Over a full year of maxed quarterly activations on each card, both would generate $300 in rotating cash back ($75 per quarter x 4). The difference is what you earn outside the rotation: Freedom Flex at 3% on dining and drugstores versus Discover at 1% on everything outside its current quarter.
Bottom Line
Chase Freedom Flex is the stronger long-term card for most people. The permanent 3% on dining and drugstores produces real cash back every month, with no activation requirement and no quarterly calendar to track. Pair it with a Chase Sapphire card and it becomes a points engine with travel redemption potential.
Discover it Cash Back makes the most sense in two scenarios: your first rewards card (easier approval, strong year-one Cashback Match as a low-risk way to try rewards cards) or as a deliberate year-one maximizer alongside Freedom Flex (the Cashback Match captures all first-year earnings before you settle on a long-term card).

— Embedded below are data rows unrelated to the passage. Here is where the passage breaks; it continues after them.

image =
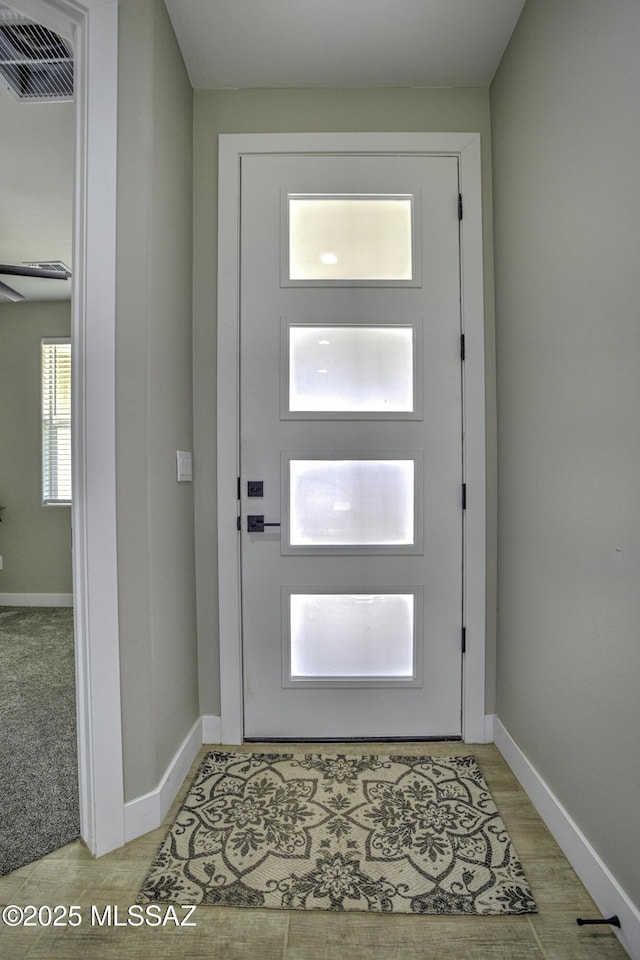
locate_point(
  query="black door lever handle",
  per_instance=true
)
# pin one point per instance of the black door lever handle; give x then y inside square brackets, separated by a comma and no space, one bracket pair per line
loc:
[256,524]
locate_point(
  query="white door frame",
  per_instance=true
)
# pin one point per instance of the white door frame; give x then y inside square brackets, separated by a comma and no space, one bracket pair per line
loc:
[466,147]
[92,26]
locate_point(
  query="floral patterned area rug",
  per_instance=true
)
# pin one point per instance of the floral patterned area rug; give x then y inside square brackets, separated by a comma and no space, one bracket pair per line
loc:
[396,834]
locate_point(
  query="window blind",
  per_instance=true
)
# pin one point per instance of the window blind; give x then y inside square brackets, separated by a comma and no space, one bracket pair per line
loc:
[56,420]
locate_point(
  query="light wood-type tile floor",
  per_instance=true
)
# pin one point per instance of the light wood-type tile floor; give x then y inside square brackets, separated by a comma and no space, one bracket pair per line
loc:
[72,877]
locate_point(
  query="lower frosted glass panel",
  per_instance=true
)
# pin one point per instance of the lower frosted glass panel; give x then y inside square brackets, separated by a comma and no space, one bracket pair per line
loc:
[351,369]
[351,502]
[352,635]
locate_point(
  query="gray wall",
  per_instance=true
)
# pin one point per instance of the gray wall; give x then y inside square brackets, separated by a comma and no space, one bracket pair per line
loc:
[154,403]
[566,142]
[256,111]
[35,541]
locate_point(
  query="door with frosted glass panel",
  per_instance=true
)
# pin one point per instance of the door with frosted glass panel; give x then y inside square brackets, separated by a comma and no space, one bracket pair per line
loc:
[350,447]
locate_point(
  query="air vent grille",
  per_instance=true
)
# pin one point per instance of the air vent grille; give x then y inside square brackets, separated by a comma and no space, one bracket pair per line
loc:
[36,63]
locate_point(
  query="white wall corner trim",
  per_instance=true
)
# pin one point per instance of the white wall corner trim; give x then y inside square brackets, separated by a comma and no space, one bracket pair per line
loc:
[36,599]
[603,887]
[489,722]
[147,812]
[211,729]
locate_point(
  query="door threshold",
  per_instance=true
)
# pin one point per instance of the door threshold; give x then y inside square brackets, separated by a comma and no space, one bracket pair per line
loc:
[456,739]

If you can only carry one no-annual-fee rotating card, Chase Freedom Flex wins. If you’re new to rewards cards or want to maximize year-one returns, Discover it Cash Back is a strong starting point.
FAQ
Q: Can I use both cards at the same time to earn 5% on more spending?
A: Yes. The $1,500 quarterly caps are per card, not per person. You can activate both and split spending between them to earn 5% on up to $3,000 combined across two rotating categories per quarter.

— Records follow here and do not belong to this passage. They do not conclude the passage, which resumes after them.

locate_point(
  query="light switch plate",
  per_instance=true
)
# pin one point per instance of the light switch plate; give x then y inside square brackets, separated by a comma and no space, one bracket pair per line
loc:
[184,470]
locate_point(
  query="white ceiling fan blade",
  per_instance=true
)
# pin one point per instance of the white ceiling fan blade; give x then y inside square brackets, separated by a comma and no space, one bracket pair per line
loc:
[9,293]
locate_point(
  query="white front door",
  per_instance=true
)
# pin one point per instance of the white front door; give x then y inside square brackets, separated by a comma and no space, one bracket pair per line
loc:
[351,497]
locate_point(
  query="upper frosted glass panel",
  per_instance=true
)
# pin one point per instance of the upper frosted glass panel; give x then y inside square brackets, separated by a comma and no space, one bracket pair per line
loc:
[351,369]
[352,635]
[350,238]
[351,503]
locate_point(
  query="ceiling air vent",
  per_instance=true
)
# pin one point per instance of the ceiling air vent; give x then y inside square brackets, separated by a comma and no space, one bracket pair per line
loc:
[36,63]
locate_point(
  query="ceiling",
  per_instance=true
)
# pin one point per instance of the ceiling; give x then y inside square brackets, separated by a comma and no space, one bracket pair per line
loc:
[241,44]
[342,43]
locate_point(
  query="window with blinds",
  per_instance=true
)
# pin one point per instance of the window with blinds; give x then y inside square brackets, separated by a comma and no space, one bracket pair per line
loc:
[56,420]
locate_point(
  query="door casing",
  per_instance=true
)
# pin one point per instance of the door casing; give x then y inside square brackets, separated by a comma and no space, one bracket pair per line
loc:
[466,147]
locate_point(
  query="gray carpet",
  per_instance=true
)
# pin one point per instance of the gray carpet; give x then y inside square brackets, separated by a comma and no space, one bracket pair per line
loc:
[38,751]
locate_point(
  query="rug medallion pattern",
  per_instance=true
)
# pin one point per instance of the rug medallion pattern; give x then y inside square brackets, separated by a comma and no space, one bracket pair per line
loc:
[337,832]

Q: Does Discover it Cash Back have foreign transaction fees?
A: No, but Discover cards are not accepted at all international merchants. Mastercard (Freedom Flex) has wider international acceptance.
Q: Can I transfer Discover cash back to airline or hotel programs?
A: No. Discover cash back is redeemable as a statement credit, direct deposit, or Amazon checkout credit only. There are no transfer partners.
Q: What happens to Freedom Flex points if I don’t have a Sapphire card?
A: They remain Chase Ultimate Rewards cash back, redeemable at 1 cent per point. They only become transferable to airline and hotel partners when you also hold a Chase Sapphire Preferred or Reserve.
Q: Is Discover’s Cashback Match only on the 5% rotating categories?
A: No. Discover matches all cash back earned in your first 12 months, including the 1% base rate on non-rotating purchases. The match applies to total earnings with no cap.